Tonia Etxarri-El Correo
Como tantos otros políticos que nos ha dado la historia, Carles Puigdemont está presentando síntomas de desesperación. Sintiéndose aislado, empieza a arrastrar en su propia caída al propio templo con los filisteos dentro. Indicios del virus suicida que se conoció, en tiempos bíblicos, como el ‘síndrome de Sansón’, uno de los últimos jueces del pueblo de Israel famoso por su fuerza y su escaso cerebro a pesar de creerse muy astuto. El ex presidente de la Generalitat ha creído protagonizar actos heroicos donde solo existió una huida cobarde de la Justicia mientras sus compañeros de aventura del golpe a la Constitución corrían distinta suerte. Se ha creído capaz, como el hebreo Sansón, de poder luchar contra el Estado democrático como si fuera un león al que vencer con sus propias manos, con una declaración unilateral de independencia.
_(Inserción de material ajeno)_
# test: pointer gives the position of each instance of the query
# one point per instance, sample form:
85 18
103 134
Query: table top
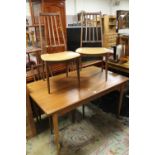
94 50
65 92
61 56
124 67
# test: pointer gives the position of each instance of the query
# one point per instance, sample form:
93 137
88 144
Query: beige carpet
99 133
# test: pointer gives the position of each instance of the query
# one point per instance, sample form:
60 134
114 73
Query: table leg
56 132
78 69
120 99
47 77
106 67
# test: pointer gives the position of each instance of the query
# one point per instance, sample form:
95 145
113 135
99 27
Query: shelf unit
109 30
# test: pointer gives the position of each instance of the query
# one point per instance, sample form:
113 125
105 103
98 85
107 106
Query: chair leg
67 69
102 66
32 69
83 111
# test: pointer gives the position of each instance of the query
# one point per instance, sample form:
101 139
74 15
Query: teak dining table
66 95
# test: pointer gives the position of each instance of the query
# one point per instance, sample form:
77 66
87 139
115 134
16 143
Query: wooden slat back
52 35
91 28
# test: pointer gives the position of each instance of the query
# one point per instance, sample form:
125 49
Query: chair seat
59 57
93 51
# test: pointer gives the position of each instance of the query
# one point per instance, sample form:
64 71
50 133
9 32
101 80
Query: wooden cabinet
109 31
37 6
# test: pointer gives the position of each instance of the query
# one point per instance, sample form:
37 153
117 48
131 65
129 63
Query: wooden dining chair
53 44
91 41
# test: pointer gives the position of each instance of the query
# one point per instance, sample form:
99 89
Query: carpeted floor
100 133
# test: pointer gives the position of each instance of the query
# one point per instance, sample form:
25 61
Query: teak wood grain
66 94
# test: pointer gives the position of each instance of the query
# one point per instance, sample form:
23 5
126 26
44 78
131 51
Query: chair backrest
51 31
91 28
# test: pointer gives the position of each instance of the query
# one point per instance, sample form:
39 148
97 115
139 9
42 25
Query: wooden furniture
91 28
121 67
37 6
123 39
53 38
109 31
91 32
67 95
99 52
35 71
66 56
122 19
30 125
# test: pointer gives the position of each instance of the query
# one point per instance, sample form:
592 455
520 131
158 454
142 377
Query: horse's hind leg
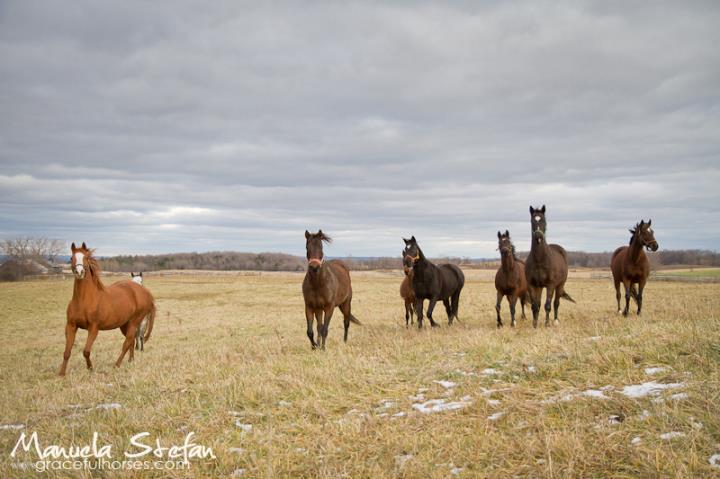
309 319
448 310
70 331
92 334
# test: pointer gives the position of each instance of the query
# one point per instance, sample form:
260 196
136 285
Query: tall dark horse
545 267
326 285
631 266
433 283
510 279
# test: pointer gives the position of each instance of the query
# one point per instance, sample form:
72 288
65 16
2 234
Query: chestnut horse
510 279
545 267
406 293
326 285
434 283
631 266
95 307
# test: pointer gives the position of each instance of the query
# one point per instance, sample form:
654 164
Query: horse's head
537 221
644 233
411 254
79 260
505 245
313 246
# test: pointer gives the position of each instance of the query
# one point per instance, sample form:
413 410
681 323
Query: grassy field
229 361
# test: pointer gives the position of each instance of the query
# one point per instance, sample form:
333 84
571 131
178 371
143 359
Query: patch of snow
651 388
244 427
12 427
439 405
668 436
446 384
402 459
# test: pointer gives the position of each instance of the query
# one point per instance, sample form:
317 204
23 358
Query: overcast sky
151 127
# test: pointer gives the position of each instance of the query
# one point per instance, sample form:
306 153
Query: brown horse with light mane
95 307
510 279
407 294
326 286
631 266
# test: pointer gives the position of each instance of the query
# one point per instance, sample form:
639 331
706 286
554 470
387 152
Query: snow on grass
669 436
439 405
446 384
651 388
655 370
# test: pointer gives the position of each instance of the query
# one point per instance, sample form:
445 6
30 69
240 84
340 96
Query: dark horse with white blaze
545 267
631 266
434 283
326 285
510 279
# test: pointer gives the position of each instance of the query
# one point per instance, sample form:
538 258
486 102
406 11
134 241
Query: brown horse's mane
95 270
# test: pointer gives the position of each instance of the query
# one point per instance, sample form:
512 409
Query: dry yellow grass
236 344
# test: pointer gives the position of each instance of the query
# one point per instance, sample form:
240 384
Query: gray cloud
160 127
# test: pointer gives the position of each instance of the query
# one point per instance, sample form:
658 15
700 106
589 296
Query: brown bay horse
545 267
434 283
510 279
326 286
407 294
95 307
630 265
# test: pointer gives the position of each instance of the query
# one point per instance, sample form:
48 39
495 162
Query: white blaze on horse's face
79 269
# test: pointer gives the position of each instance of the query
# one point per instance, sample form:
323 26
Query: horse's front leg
128 343
70 331
497 308
418 311
92 334
326 324
548 304
431 307
309 319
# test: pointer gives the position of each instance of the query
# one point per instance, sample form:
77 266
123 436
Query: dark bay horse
545 267
95 307
406 293
510 279
326 285
434 283
631 266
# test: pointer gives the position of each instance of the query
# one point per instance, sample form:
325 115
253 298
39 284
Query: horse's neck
508 262
85 291
635 251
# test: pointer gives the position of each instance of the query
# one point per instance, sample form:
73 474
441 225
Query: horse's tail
151 321
567 296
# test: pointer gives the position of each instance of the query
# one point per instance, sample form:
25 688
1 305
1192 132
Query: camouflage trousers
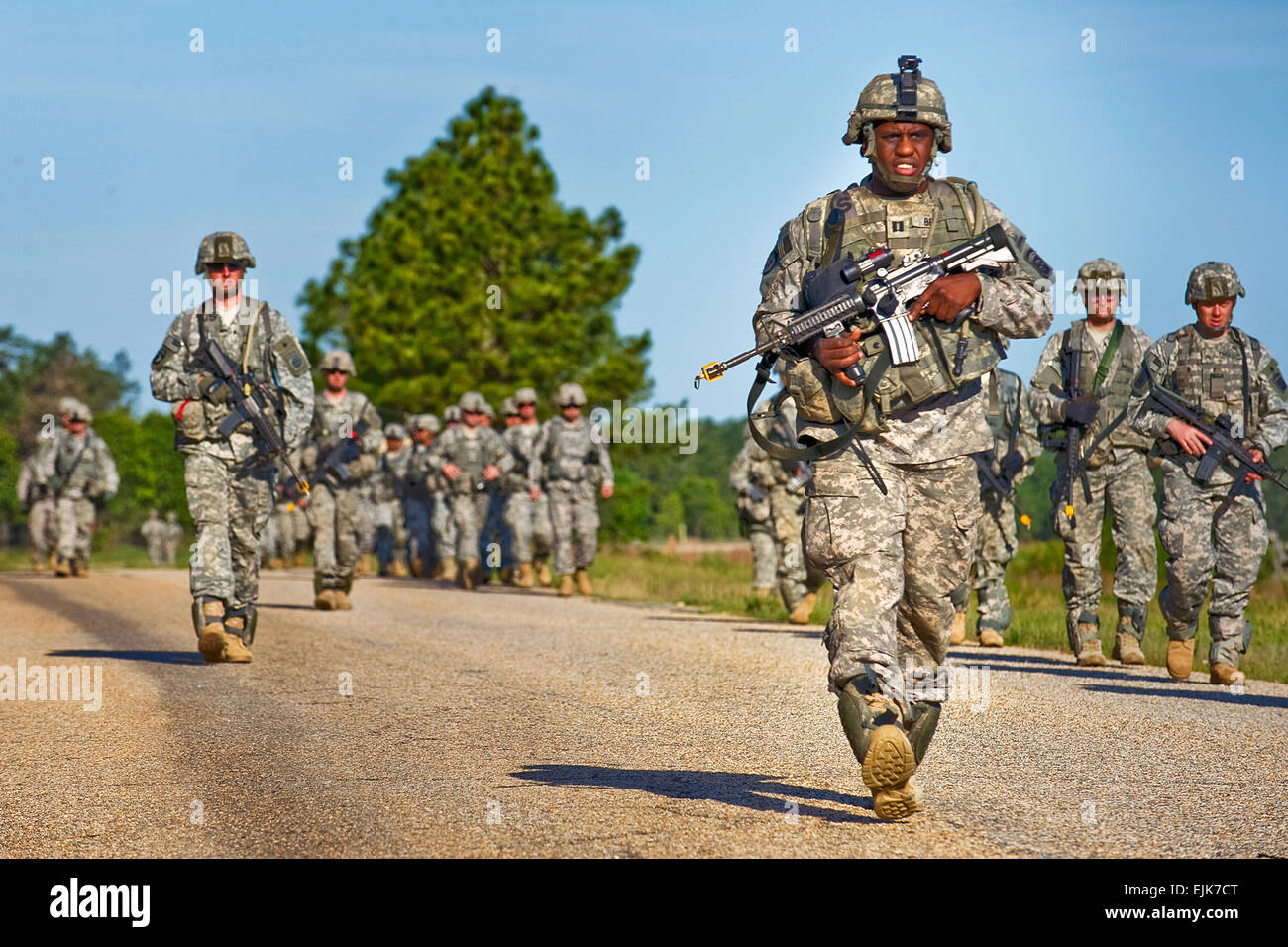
75 518
894 562
1122 488
797 579
574 519
529 525
334 517
230 505
1225 556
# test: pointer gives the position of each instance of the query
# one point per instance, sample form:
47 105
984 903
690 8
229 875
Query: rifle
245 394
1228 447
864 292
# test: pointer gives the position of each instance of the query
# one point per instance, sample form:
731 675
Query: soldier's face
1215 315
903 150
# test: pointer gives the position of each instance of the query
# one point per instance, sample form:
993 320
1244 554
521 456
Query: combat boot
1180 659
1227 674
1127 650
958 633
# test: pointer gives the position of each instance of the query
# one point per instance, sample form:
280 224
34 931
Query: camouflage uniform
1233 375
1117 475
1014 436
754 512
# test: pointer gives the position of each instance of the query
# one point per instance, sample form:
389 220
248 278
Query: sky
1141 132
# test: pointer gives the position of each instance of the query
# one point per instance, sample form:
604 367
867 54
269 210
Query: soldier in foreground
1214 521
342 446
892 517
230 474
571 462
1080 394
1001 470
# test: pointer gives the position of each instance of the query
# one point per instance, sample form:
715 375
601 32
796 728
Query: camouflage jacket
1010 304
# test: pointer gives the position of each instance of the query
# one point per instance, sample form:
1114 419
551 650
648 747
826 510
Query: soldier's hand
1190 438
840 354
947 296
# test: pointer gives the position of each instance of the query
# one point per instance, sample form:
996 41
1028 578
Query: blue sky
1125 151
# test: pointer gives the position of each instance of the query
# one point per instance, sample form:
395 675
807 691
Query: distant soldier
154 536
344 440
230 476
390 489
1214 522
527 517
754 512
472 458
1001 470
571 460
1081 386
77 470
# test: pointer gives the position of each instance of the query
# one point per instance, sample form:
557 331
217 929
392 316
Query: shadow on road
1216 694
747 789
165 657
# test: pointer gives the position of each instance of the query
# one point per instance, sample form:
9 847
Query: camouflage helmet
475 403
880 102
338 359
223 247
1100 273
568 394
1211 281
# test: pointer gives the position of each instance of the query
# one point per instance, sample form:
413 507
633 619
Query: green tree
475 275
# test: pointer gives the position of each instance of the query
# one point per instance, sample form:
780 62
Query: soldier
527 517
154 536
754 512
1218 527
892 514
390 488
419 499
570 460
1001 468
77 470
343 441
472 458
230 476
1083 382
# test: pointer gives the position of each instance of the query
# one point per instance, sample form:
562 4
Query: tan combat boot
1127 648
1180 659
1227 674
991 638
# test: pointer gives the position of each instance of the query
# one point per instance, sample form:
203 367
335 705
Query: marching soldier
1214 527
1082 384
230 476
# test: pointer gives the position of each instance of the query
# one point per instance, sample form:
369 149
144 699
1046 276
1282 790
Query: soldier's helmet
425 423
570 393
1211 281
1100 274
223 247
880 101
475 403
338 359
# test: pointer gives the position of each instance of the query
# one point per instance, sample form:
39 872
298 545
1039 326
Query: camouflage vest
855 221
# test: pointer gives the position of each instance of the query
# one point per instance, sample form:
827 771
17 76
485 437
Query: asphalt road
506 723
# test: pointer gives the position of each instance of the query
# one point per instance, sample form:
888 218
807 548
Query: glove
1081 410
1012 464
213 389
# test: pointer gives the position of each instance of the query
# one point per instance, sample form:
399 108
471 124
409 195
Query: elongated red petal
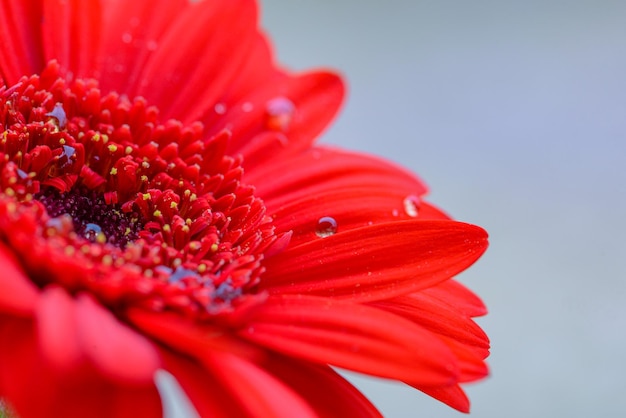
192 66
354 189
350 336
376 262
459 296
132 31
21 37
257 390
325 390
452 396
18 295
57 330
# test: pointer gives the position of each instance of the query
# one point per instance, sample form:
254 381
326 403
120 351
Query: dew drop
326 227
279 114
412 205
58 113
93 232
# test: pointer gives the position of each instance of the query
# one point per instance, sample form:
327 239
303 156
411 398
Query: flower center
128 208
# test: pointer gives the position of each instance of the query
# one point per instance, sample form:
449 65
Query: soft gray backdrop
514 113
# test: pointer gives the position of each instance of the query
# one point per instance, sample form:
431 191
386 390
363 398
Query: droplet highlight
279 114
93 232
326 227
412 205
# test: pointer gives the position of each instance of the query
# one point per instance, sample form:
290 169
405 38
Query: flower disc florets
123 206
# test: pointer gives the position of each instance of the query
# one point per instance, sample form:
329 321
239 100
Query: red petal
376 262
18 295
258 391
356 190
25 376
182 87
439 317
351 336
114 348
457 295
20 33
57 330
316 98
70 33
452 396
324 389
132 31
208 396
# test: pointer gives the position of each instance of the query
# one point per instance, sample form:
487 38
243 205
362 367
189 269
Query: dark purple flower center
121 205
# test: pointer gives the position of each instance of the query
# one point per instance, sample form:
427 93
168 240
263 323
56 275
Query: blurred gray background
514 113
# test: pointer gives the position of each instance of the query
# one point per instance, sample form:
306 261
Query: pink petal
57 332
208 396
18 295
457 295
260 393
21 37
70 32
324 389
351 336
356 190
193 65
452 396
114 348
376 262
132 30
Ha fantaseado con derribar el templo (España) con los filisteos dentro, por el mero hecho de instalarse en Waterloo.
Quienes se han medido con él en la política catalana lo definen como «mentiroso compulsivo»; y no me refiero únicamente a Inés Arrimadas. No hace mucho dijo que solo iría de candidato a las elecciones europeas como ‘número dos’ de Junqueras. Y ya hemos podido comprobar, una vez consumada la bronca sorda entre los neoconvergentes y Esquerra, cómo se ha impuesto en una lista del PDeCat que ni siquiera se votó en el consejo nacional.
Tan solo la insinuación de que el lehendakari Urkullu faltó a la verdad en sede judicial denota su nivel de irresponsabilidad. Porque un testigo que presta declaración ante un tribunal, si miente, incurre en delito de falso testimonio. Cuando Urkullu acudió a la sede del Tribunal Supremo dijo la verdad. Como no podía ser de otra manera dada su condición de testigo. Pero esa obviedad la tuvo que subrayar a través de unas declaraciones después de que Puigdemont le hubiera puesto en un aprieto. Le vino a llamar desmemoriado, insinuando que había mentido. Por la sencilla razón de que el relato del lehendakari le había perjudicado. Urkullu había terciado, a instancias de Puigdemont, a finales de 2017. Pero el entonces presidente de la Generalitat se echó para atrás. Incumplió su palabra de convocar elecciones con la excusa de que el Gobierno de Rajoy no había dado garantías de no aplicar el artículo 155. En el fondo se sintió incapaz de soportar la presión pública. En el relato de aquellos días se habla, curiosamente de la «rebelión»; de la calle. Aquel ambiente que incluía el tuit de Rufián afeándole que flojeara «por 155 monedas» fue muy gráfico. Reconocer su debilidad no le favorece a Puigdemont. Se ha ido distanciando de ERC. Se ha enfrentado a Junqueras. Y ha purgado los carteles electorales de moderados de su partido para rodearse de los presos provisionales que le van a secundar sin rechistar. Fantasea con recoger su acta de eurodiputado como si no hubiera ocurrido nada. Confundiendo inmunidad parlamentaria con impunidad. Inventándose un mundo paralelo como el Estado catalán que quiso crear embarcando a más de dos millones de ciudadanos. Sus últimos ataques al lehendakari han quemado las naves entre el PNV y los neoconvergentes que nada tienen que ver ya con Roca i Junyent y Duran i Lleida. El PNV no puede asumir un cartel al Parlamento europeo presidido por un prófugo de la Justicia que está laminando la trayectoria de su propio partido. Por eso busca posibles pactos con Coalición Canaria y Compromiso por Galicia. Fin de un ciclo de alianzas provocado por un iluminado.